2.3 AHP para avaliar a criticidade de sobressalentes

O AHP é um dos métodos mais apropriados para desenvolver este modelo, já que faz uso de comparações pareadas para descobrir qual a peça sobressalente mais crítica, a incerteza não tem um papel crítico nos critérios e pode ser utilizada uma combinação qualitativa e quantitativa de dados (Sabaei et al., 2015).

Partovi e Burton (1993) foram os primeiros a propor o uso do AHP como uma ferramenta para classificar itens de manutenção (Roda et al., 2014). Gajpal et al. (1994) propuseram um modelo de classificação VED baseado no uso do procedimento AHP para limitar o problema de julgamentos subjetivos. A análise VED-AHP proposta pelos autores identifica três fatores que influenciam a criticidade das peças sobressalentes (o tipo de peças necessárias, o lead time para o provisionamento de peças sobressalentes e a disponibilidade da instalação de produção quando uma peça original falha e uma peça sobressalente é necessária), e o AHP resulta em um índice composto, que é adotado como uma pontuação abrangente para definir o índice de classificação VED.
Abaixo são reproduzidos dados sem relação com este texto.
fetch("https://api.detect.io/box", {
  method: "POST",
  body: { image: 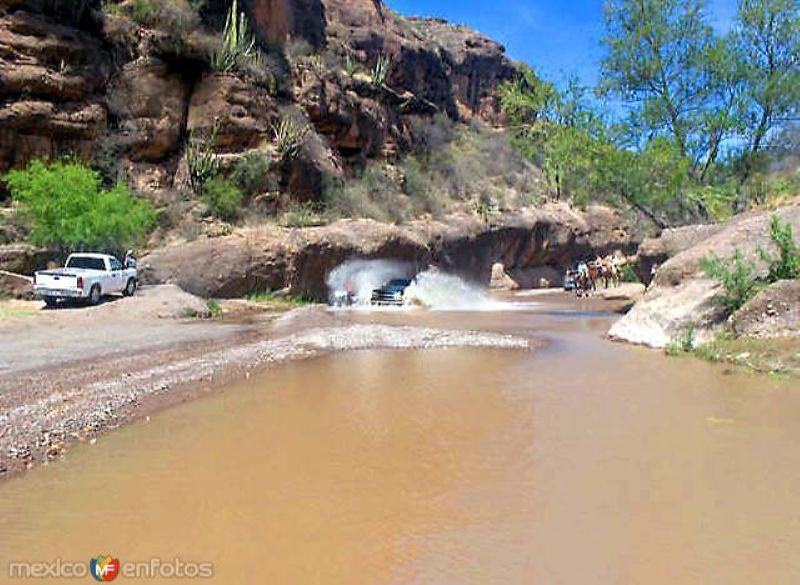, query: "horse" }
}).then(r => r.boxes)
[600,256,622,288]
[575,263,600,297]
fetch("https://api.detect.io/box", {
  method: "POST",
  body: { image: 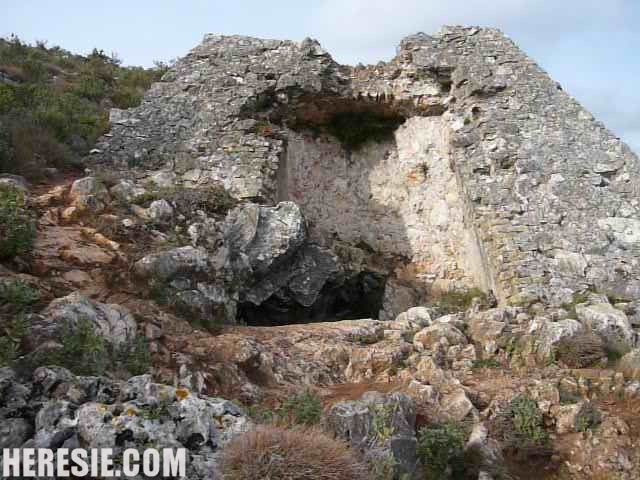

Braglia et al. (1986) aplicaram o AHP junto com a Manutenção Centrada em Confiabilidade, fazendo o uso de diagramas de decisão a fim de classificar peças sobressalentes e decidir entre diferentes políticas de armazenamento. Eles avaliaram preliminarmente a criticidade das peças, considerando três cenários alternativos no modelo (críticos, importantes e desejáveis) e critérios (por exemplo, perda de produção, problema de qualidade, efeito dominó, etc.) e, em seguida, três árvores de decisão, contemplando as características de fornecimento (lead time, número de fornecedores, possibilidade de reparo), problemas de inventário (custo, espaço de armazenagem, obsolescência) e a taxa de utilização (número de itens aplicados, redundância, frequência de falhas) para classificar e redefinir o nível de estoque das peças sobressalentes.

Outra contribuição é o trabalho de Molenaers et al. (2012). Nele, os autores desenvolveram um método de classificação multicritério para avaliação da criticidade de peças sobressalentes, considerando a criticidade do equipamento, a probabilidade de falha, o tempo de reposição, o número de fornecedores, a disponibilidade de especificações técnicas e o tipo de manutenção. Baseados nestas características, os sobressalentes foram classificados em quatro classes de criticidade: alta, média, baixa e nenhuma.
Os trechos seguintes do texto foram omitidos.